MADRID At 65, after enduring a knee replacement and quadruple bypass surgery, Spain's only British bullfighter is stepping out of retirement and back into the ring.
Frank Evans, whose showbiz name is El Ingles – the Englishman – said his return is like succumbing to the lure of an old lover. “I've met the old girlfriend and she is lovely. She is more beautiful than she was before. Irresistible,” he told The Associated Press.
Mr. Evans's family – wife, two sons, five grandchildren – are hardly crazy about the idea, but this balding son of a Manchester butcher will nonetheless dust off his cape and sword and fight on Sunday in Villanueva de la Concepcion in southern Spain, ending a three-year hiatus in his life's passion.
Retirement, it seems, was more terrifying than anything the bulls ever did to him, and Mr. Evans has many such souvenirs: a gash here, a scar there, and once a nasty goring right smack in the butt.
“I am just delighted to be back. I just want to be back doing what I do and that's living the life of a bullfighter,” he said in a telephone interview from his home in Marbella.
Mr. Evans has been at it for more than 40 years and killed hundreds of bulls, but he is the first to admit he never hit it big. He never fought in the top-rate arenas of Madrid or Seville that are bullfighting's most hallowed grounds.
There were dry spells, plus the embarrassment of sharing the bill with teenagers as he got older and older.
Still, Mr. Evans is the only Briton ever to reach the profession's top level: matador. They kill animals weighing up to 700 kilograms, unlike novices who battle younger, lighter bulls or simply poke the animal with spikes, bleeding and weakening it until the full-fledged master steps in, working it with his cape and ultimately dealing the death blow.
On doctors' orders, Mr. Evans retired in 2005. An old rugby injury had come back to haunt his left knee and it was an utter mess. Mr. Evans survived his last season only by shooting his leg full of cortisone.
He underwent knee-replacement surgery and it went so well that he could not resist planning a comeback. Then, tragedy struck. A bullfighter friend of his came out of retirement at age 62 and dropped dead of a heart attack while training.
“So I thought I'd better go and get a checkup just to make sure,” Mr. Evans said. Alas, doctors found his heart was a mess, too, and performed quadruple-bypass surgery in September of last year. Mr. Evans has been training since January – practising with feisty cows – and says he feels great.

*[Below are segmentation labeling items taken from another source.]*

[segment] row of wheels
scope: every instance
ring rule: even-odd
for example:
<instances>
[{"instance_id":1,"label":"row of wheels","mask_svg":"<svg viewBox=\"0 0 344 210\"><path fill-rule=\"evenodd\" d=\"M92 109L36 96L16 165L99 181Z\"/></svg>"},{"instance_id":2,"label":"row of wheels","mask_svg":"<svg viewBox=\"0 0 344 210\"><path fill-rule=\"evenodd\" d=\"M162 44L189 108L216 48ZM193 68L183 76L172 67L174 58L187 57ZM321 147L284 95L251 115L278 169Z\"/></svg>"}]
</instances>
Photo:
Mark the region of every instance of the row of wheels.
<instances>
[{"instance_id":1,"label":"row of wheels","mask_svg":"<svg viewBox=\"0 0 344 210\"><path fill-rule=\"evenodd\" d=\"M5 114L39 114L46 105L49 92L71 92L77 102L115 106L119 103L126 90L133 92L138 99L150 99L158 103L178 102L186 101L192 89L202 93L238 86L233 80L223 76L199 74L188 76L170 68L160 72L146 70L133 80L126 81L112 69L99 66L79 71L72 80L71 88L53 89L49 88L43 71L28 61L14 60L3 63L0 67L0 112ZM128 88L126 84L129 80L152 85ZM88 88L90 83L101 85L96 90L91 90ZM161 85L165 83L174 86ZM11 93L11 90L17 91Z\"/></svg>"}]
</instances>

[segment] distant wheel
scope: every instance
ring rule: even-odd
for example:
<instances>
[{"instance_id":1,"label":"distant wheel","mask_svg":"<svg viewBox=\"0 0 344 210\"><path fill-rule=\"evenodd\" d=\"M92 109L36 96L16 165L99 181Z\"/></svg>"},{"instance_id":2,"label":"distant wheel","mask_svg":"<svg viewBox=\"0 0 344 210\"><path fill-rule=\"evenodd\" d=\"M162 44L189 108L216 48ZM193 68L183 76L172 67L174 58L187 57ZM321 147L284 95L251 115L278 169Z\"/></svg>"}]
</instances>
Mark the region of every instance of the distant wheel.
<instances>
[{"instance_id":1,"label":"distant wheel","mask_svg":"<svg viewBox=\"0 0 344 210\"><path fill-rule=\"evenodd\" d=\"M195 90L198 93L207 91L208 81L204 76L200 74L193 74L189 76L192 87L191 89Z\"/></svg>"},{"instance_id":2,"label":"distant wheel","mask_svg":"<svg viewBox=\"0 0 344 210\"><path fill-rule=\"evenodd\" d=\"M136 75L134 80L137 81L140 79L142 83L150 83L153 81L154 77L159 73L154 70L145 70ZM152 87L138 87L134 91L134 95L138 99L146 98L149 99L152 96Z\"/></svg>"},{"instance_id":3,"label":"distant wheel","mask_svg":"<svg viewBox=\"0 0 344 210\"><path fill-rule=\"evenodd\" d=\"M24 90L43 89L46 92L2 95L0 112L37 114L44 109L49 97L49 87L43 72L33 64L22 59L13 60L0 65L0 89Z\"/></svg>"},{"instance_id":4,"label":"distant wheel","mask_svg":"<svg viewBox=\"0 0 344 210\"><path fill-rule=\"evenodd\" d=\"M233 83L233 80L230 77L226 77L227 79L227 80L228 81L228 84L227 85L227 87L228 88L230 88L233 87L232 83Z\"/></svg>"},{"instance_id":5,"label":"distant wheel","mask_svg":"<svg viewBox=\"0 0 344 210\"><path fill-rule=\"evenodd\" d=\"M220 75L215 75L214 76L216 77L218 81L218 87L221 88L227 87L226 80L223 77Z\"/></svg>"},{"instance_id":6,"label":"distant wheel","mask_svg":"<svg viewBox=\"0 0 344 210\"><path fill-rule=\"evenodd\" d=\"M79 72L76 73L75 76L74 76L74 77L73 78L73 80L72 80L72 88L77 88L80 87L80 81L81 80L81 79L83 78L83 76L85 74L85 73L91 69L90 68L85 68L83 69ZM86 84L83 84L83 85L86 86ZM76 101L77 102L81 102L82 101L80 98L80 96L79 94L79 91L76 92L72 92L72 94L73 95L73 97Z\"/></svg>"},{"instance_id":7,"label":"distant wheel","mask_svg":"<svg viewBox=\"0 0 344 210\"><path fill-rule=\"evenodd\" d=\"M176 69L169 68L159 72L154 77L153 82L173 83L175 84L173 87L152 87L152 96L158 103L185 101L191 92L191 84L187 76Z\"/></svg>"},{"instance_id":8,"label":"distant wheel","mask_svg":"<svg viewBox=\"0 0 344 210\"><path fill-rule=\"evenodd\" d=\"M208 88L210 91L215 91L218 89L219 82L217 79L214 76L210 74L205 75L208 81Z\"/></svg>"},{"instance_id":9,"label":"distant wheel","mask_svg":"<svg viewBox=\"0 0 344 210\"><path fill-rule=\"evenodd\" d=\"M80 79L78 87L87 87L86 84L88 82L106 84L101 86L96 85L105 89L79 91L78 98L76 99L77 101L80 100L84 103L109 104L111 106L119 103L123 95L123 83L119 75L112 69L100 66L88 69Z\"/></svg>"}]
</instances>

So off he struts, into the ring.
These days most bullfighters are in their 20s and 30s, and they tend to retire in their 50s. It is not all that rare, however, for them to last well into their 60s. On the topflight circuit, the oldest matador today is Carlos Escobar, 60.
At Sunday's fight, a charity fundraiser, Mr. Evans and five other bullfighters will take on younger bulls called 'novillos', which weigh a lot less than the fully grown beasts that matadors usually battle. But they are still dangerous.
Is Mr. Evans a lunatic? He says he has plenty of money from other sources and does not need to kill bulls to make a living. He is keenly aware of the risks, but powerless to resist what he called love and vocation for bullfighting.
His voice broke as he spoke of his worried family.
“It is quite a selfish thing to do really, I suppose, to engage in this sort of activity out of caprice,” Mr. Evans said.
“I am sort of living the life I want to lead, and to some extent I am sure that puts pressure on those who are near me. And I am sorry that they have to put up with it. But that's it.”